Cartographic Poetry
Cartographic Poetry: Examining Historic Blackfoot and Gros Ventre Maps
Written by Ted Binnema, François Lanoë and Heinz W. Pyszczyk
University of Alberta Press
232 pages, $39.99
Cartographic Poetry asks readers to rethink how we understand mapping and cartography. Written by historian Ted Binnema, anthropologist François Lanoë and archaeologist Heinz W. Pyszczyk, the book approaches early 19th-century Indigenous maps not as flawed precursors to European cartography but as valuable works shaped by their own cultural contexts, purposes and knowledge systems, distinct from western conventions.
The authors examine five maps created by the Blackfoot and Gros Ventre nations of the North American prairies and foothills. These maps — originally collected and transcribed by Hudson’s Bay Company surveyor Peter Fidler, and preserved in the HBC archives — are among the few surviving written documents produced by those communities for HBC. Through archaeological, linguistic and historical analysis, Cartographic Poetry demonstrates how each map reflects a specific moment, intention and relationship, showing that cartography was a long-standing tradition in these territories.

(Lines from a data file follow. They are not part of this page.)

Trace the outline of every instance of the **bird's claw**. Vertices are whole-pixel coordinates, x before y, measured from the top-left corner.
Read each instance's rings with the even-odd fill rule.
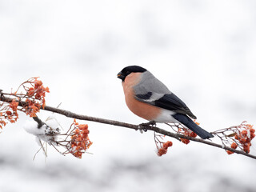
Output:
[[[144,130],[145,132],[147,131],[147,126],[155,126],[157,123],[155,121],[150,121],[149,122],[143,122],[143,123],[141,123],[138,125],[138,127],[141,130]]]

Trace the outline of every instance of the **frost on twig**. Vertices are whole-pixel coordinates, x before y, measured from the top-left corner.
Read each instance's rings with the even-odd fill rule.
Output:
[[[251,141],[255,137],[255,130],[253,126],[242,122],[239,126],[216,130],[212,134],[217,135],[222,141],[224,146],[230,146],[232,149],[240,149],[246,154],[250,153]],[[228,154],[234,154],[226,150]]]
[[[48,144],[63,155],[71,154],[76,158],[82,158],[82,154],[86,153],[92,144],[88,137],[87,125],[79,125],[74,120],[67,132],[61,133],[57,122],[53,122],[54,118],[50,118],[50,121],[46,122],[42,122],[38,117],[34,119],[37,124],[30,122],[24,129],[36,137],[40,149],[42,149],[46,156],[47,156],[46,148]]]

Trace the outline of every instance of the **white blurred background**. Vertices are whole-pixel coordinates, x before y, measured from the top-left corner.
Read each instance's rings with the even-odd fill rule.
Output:
[[[0,89],[39,76],[48,106],[138,124],[116,74],[139,65],[204,129],[255,124],[255,9],[253,0],[2,0]],[[65,129],[73,122],[55,117]],[[255,160],[173,138],[159,158],[150,131],[90,122],[94,154],[77,159],[49,147],[47,158],[41,151],[33,161],[39,146],[26,121],[20,114],[0,134],[1,192],[255,191]]]

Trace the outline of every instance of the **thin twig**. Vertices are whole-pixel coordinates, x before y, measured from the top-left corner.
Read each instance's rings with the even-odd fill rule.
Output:
[[[0,101],[2,102],[11,102],[12,98],[5,98],[2,96],[2,97],[0,98]],[[17,100],[17,102],[18,102],[18,105],[20,106],[23,106],[26,102],[22,102],[22,101],[19,101]],[[230,150],[232,152],[234,152],[236,154],[240,154],[245,156],[247,156],[249,158],[256,159],[256,156],[250,154],[246,154],[244,151],[242,150],[234,150],[231,147],[228,147],[226,146],[225,145],[219,145],[217,143],[214,143],[213,142],[210,142],[210,141],[206,141],[206,140],[203,140],[202,138],[192,138],[192,137],[188,137],[188,136],[185,136],[183,134],[174,134],[174,133],[171,133],[170,131],[167,131],[166,130],[158,128],[157,126],[143,126],[143,127],[141,127],[139,125],[134,125],[134,124],[130,124],[130,123],[126,123],[126,122],[118,122],[118,121],[114,121],[114,120],[110,120],[110,119],[105,119],[105,118],[95,118],[95,117],[91,117],[91,116],[87,116],[87,115],[83,115],[83,114],[78,114],[75,113],[73,113],[71,111],[69,110],[62,110],[62,109],[58,109],[58,108],[55,108],[55,107],[52,107],[52,106],[46,106],[44,108],[41,108],[42,110],[48,110],[48,111],[51,111],[54,113],[57,113],[59,114],[62,114],[66,117],[68,118],[76,118],[76,119],[80,119],[80,120],[85,120],[85,121],[90,121],[90,122],[99,122],[99,123],[103,123],[103,124],[108,124],[108,125],[112,125],[112,126],[122,126],[122,127],[125,127],[125,128],[129,128],[129,129],[133,129],[135,130],[144,130],[146,129],[148,130],[152,130],[154,131],[156,133],[159,133],[174,138],[186,138],[189,139],[190,141],[194,141],[194,142],[201,142],[201,143],[204,143],[209,146],[215,146],[218,148],[221,148],[221,149],[224,149],[226,150]]]

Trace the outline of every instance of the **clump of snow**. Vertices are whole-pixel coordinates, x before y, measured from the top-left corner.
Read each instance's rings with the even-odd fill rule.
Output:
[[[58,126],[52,126],[54,125],[52,122],[46,122],[43,126],[38,127],[38,123],[34,121],[27,121],[24,125],[24,130],[37,137],[39,140],[48,142],[49,144],[54,144],[58,139],[57,134],[59,134]],[[56,125],[55,125],[56,126]]]

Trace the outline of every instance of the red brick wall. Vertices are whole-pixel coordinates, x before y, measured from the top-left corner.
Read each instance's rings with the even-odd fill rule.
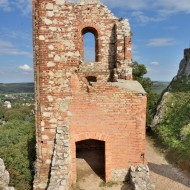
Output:
[[[128,169],[143,162],[146,96],[97,83],[90,92],[74,94],[69,110],[74,180],[75,142],[80,140],[105,141],[107,181],[112,179],[115,169]]]
[[[99,63],[85,70],[82,31],[90,27],[97,31]],[[106,83],[114,76],[132,79],[128,21],[119,20],[98,0],[79,0],[77,4],[33,0],[33,31],[37,139],[34,189],[58,186],[67,190],[76,175],[71,172],[75,170],[74,142],[88,136],[106,142],[106,179],[111,179],[115,168],[128,168],[129,157],[133,159],[136,154],[131,162],[140,161],[146,98]],[[89,74],[102,84],[89,87],[85,79]],[[80,117],[79,109],[83,113]],[[124,129],[128,131],[126,138],[120,137]],[[120,138],[112,148],[116,136]],[[122,160],[127,159],[120,165],[116,151],[124,139],[129,151],[120,155]]]

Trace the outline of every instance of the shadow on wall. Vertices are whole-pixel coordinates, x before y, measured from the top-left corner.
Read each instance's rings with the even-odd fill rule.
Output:
[[[184,176],[180,175],[177,169],[174,168],[172,165],[166,165],[166,164],[158,165],[149,162],[148,166],[152,172],[167,177],[187,187],[190,187],[190,179],[189,180],[187,180],[187,178],[185,179]]]
[[[77,178],[83,178],[93,170],[105,180],[105,142],[98,140],[77,142],[76,158],[80,159],[77,162]]]

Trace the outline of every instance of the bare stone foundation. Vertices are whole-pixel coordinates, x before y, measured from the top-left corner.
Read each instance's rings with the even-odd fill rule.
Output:
[[[128,20],[99,0],[33,0],[33,29],[34,189],[70,189],[76,145],[86,140],[105,145],[105,181],[124,180],[131,165],[144,162],[146,120],[146,93],[132,80]],[[95,62],[85,63],[87,32],[95,37]]]

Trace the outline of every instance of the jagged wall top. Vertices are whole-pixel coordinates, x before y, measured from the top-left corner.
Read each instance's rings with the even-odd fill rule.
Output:
[[[78,4],[101,4],[99,0],[78,0]]]

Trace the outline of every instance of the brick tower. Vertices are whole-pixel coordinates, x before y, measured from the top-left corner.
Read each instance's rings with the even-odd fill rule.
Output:
[[[101,149],[105,181],[144,162],[146,94],[132,80],[128,20],[99,0],[33,0],[35,190],[76,183],[77,150]],[[95,39],[84,61],[83,37]]]

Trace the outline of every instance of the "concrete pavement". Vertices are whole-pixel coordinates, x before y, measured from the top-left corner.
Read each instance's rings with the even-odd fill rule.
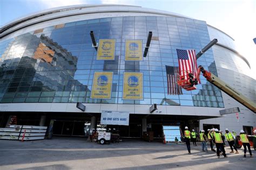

The authors frame their interpretations by likening the maps to poetry. The maps are typically described as sparse or minimalist, but we learn that they’re, in fact, highly intentional and distill the northern plains landscape into essential lines, icons and patterns that function as mnemonic devices, intended to be explained orally. Attempts by western scholars to “correct” or reorient the maps, the authors argue, are unsatisfying because their makers didn’t share such conventions. Although Fidler took Indigenous cartography seriously, he still filtered it through European systems of cataloguing and preservation, creating an invaluable archive that also reveals a layer of colonial mediation. Well researched and thoughtfully produced, Cartographic Poetry is a valuable resource for anyone interested in Indigenous history, environmental history and the politics of knowledge-making. It ultimately invites readers to challenge European frameworks and reconsider how cartography itself can be understood.